The debate is playing out at Concordia University where a group called the 2110 Centre for Gender Advocacy (named after their main location at 2110 de Maisonneuve Blvd.) argues the university should provide funding for a student-run sexual assault centre to complement its health and counseling services. Bianca Mugyenyi, the 2110’s campaign coordinator, says that peer-based support is a model that’s worked well across Canada.
Mugyeni says that getting the university community engaged through student volunteers will help create a culture of consent. She says that peer-based support works because it tackles attitudes at a grassroots level. “It dispels the normalized idea that we should expect sexual assaults to happen,” she says.
Julie Gagne, Manager of Clinical Services at Concordia, says that trained professionals should tackle sexual assaults. Doctors at the university’s health services can order appropriate testing or make referrals for professional counseling and support. She says that sexual assault support isn’t best offered on campus because survivors might not join if they fear being seen by peers.
Lily Hoffman, the outreach manager at the Sexual Assault Center of the McGill Students’ Society (SACOMSS) says that being seen by peers isn’t a problem at McGill because the centre is located in a quiet hallway. She supports the push for a centre at Concordia. “If students don’t have a space to talk about sex in a nuanced real way, how can they even begin to talk about consent?”
But finding a space to house the centre was not the problem at McGill that it is at Concordia. SACOMSS was given its office in the 1990s in a building owned by the Students’ Society of McGill University. A few years later, they started offering mandatory consent training sessions in McGill’s many student residences. The sessions have since been adopted by the university itself.
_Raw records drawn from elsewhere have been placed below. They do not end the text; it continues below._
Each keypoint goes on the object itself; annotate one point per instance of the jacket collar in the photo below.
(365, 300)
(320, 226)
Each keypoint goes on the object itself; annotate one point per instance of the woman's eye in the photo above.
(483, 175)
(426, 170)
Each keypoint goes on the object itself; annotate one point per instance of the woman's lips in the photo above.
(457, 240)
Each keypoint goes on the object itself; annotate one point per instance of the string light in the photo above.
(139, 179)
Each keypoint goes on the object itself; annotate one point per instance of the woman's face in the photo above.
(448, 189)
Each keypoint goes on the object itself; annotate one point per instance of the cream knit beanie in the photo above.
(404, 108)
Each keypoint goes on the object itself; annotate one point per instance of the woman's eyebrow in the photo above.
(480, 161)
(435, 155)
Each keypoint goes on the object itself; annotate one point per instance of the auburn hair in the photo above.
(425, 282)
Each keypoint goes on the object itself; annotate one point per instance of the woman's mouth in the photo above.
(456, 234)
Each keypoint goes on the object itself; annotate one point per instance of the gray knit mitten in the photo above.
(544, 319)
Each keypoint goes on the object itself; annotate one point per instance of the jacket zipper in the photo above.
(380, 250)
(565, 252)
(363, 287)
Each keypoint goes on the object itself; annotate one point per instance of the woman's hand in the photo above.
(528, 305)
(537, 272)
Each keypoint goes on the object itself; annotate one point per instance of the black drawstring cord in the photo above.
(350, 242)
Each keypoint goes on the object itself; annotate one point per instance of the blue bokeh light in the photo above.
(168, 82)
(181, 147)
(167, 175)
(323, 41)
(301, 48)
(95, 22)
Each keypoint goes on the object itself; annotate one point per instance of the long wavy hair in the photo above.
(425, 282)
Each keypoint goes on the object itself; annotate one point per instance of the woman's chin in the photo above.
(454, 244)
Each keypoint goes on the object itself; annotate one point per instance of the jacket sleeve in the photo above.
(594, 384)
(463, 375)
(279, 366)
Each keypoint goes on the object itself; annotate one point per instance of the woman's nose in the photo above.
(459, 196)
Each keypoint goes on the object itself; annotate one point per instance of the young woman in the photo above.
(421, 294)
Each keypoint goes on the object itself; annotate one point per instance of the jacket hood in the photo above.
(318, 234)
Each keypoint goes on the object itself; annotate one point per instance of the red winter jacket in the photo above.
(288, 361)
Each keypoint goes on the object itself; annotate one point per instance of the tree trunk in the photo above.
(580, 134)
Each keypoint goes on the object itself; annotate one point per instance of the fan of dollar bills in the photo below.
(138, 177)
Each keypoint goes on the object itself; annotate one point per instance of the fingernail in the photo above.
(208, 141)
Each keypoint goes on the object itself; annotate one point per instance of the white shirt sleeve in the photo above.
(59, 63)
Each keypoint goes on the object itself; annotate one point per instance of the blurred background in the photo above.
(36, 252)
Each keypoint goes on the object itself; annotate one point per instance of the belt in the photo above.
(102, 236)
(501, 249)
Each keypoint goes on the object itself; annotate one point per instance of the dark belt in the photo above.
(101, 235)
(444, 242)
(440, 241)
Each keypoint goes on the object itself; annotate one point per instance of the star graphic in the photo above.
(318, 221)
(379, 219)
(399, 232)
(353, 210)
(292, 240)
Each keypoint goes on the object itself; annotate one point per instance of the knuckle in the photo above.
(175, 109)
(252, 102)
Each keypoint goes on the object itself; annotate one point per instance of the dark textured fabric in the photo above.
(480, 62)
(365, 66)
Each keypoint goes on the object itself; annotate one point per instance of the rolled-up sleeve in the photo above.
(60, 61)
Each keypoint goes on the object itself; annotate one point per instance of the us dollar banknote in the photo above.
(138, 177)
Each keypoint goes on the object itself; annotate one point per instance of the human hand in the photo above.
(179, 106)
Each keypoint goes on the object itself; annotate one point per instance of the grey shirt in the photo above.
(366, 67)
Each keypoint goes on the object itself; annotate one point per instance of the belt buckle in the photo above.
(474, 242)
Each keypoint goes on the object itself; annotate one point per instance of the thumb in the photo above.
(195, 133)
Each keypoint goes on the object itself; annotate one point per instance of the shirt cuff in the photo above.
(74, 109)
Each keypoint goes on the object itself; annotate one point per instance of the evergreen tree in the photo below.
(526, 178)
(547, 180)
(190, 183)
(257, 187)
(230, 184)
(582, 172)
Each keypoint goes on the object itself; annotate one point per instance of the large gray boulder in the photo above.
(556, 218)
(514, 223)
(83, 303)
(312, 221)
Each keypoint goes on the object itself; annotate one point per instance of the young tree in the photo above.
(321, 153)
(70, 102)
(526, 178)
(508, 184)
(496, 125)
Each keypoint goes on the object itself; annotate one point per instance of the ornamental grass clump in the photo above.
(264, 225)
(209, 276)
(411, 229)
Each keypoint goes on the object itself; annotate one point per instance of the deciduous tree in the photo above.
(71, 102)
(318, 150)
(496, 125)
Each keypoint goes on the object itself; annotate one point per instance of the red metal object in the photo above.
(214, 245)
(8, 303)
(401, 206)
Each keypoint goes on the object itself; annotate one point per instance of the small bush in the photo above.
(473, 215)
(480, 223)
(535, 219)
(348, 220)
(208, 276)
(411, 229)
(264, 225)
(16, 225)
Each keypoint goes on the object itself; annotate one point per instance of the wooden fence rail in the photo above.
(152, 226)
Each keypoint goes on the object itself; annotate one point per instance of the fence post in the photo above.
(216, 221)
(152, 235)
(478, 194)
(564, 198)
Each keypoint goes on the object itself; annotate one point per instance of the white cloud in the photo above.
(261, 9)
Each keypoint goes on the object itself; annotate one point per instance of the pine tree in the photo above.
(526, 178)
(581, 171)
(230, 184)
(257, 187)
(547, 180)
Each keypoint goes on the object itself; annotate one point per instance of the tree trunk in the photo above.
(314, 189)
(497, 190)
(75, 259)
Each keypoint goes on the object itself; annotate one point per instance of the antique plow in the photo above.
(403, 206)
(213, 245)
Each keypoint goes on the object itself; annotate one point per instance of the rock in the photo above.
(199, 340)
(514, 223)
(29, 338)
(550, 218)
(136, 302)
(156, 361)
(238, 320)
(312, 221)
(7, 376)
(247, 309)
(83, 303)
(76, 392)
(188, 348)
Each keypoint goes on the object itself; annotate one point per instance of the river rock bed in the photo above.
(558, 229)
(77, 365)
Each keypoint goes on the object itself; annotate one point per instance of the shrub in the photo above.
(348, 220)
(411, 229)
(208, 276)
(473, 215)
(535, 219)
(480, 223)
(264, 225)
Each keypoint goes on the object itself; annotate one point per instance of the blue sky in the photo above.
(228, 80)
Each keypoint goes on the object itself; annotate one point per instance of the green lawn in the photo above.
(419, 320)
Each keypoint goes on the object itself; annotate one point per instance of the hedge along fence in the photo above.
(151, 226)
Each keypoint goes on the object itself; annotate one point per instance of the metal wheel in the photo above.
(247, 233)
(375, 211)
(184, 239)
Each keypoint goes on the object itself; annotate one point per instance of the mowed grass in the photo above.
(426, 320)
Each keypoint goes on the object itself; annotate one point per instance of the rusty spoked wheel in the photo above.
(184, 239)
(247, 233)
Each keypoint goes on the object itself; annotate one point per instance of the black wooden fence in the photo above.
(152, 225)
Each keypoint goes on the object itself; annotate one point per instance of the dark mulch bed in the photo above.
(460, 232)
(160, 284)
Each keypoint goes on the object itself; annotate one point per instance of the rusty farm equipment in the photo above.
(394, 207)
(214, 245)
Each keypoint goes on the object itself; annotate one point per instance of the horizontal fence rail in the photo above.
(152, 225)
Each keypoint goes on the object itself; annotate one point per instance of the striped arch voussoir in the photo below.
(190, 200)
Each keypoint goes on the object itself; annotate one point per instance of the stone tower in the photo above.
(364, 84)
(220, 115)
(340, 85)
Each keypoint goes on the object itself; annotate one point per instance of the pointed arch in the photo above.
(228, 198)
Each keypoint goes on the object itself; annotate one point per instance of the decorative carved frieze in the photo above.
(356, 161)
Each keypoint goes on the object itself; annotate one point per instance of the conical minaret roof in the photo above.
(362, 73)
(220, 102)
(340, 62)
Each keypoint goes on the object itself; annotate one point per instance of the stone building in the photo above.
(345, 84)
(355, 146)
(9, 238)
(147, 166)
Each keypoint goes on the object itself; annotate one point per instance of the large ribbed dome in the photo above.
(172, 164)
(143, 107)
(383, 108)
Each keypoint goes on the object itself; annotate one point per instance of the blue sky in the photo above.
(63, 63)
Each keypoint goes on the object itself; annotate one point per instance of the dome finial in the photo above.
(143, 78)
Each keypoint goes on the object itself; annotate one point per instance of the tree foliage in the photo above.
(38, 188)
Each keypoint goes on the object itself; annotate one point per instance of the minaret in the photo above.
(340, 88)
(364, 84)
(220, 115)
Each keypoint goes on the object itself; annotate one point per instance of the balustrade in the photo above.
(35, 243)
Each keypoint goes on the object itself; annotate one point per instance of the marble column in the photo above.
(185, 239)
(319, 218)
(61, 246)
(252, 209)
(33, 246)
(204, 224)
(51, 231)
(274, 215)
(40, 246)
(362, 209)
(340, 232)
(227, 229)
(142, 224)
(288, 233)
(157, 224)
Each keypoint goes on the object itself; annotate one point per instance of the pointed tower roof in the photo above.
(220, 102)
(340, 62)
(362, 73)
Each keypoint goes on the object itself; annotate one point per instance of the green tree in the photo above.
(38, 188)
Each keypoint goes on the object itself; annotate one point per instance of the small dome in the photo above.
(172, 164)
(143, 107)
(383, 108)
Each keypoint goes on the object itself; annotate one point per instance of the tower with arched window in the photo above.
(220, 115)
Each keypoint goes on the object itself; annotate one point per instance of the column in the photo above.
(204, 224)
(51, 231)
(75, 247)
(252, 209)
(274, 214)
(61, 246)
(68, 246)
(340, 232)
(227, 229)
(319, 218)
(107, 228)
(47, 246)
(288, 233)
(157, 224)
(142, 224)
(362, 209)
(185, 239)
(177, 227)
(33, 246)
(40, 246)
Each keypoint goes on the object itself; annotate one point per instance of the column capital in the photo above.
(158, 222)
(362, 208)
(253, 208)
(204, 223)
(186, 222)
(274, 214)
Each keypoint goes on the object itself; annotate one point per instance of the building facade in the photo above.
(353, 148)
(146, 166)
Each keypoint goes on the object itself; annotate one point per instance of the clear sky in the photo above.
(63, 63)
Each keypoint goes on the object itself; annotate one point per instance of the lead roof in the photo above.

Hoffman says that not being funded by the university gives SACOMSS more autonomy.
Still, Mugyenyi thinks students shouldn’t have to fund a centre for what, she says, is an extension of campus safety. The 2110 Centre is looking to set a precedent within Canada that peer-based sexual assault support and prevention centres are something universities should fund.
University of Alberta students are, like McGill, organizing the fight against gender violence through their student union. However, they were lucky enough to have a $200,000 grant to get started. It was part of $4 million in funding that the Government of Canada gave campus groups in November.
One thing most of the women fighting gender-based violence agree on—wherever the funding and services come from—is that there needs to be more education. As Melanie Alexander, coordinator of the Gender-Based Violence Prevention Project at U. Alberta, puts it, “we need to shift this responsibility to those who are actually perpetuating the violence and make them stop.”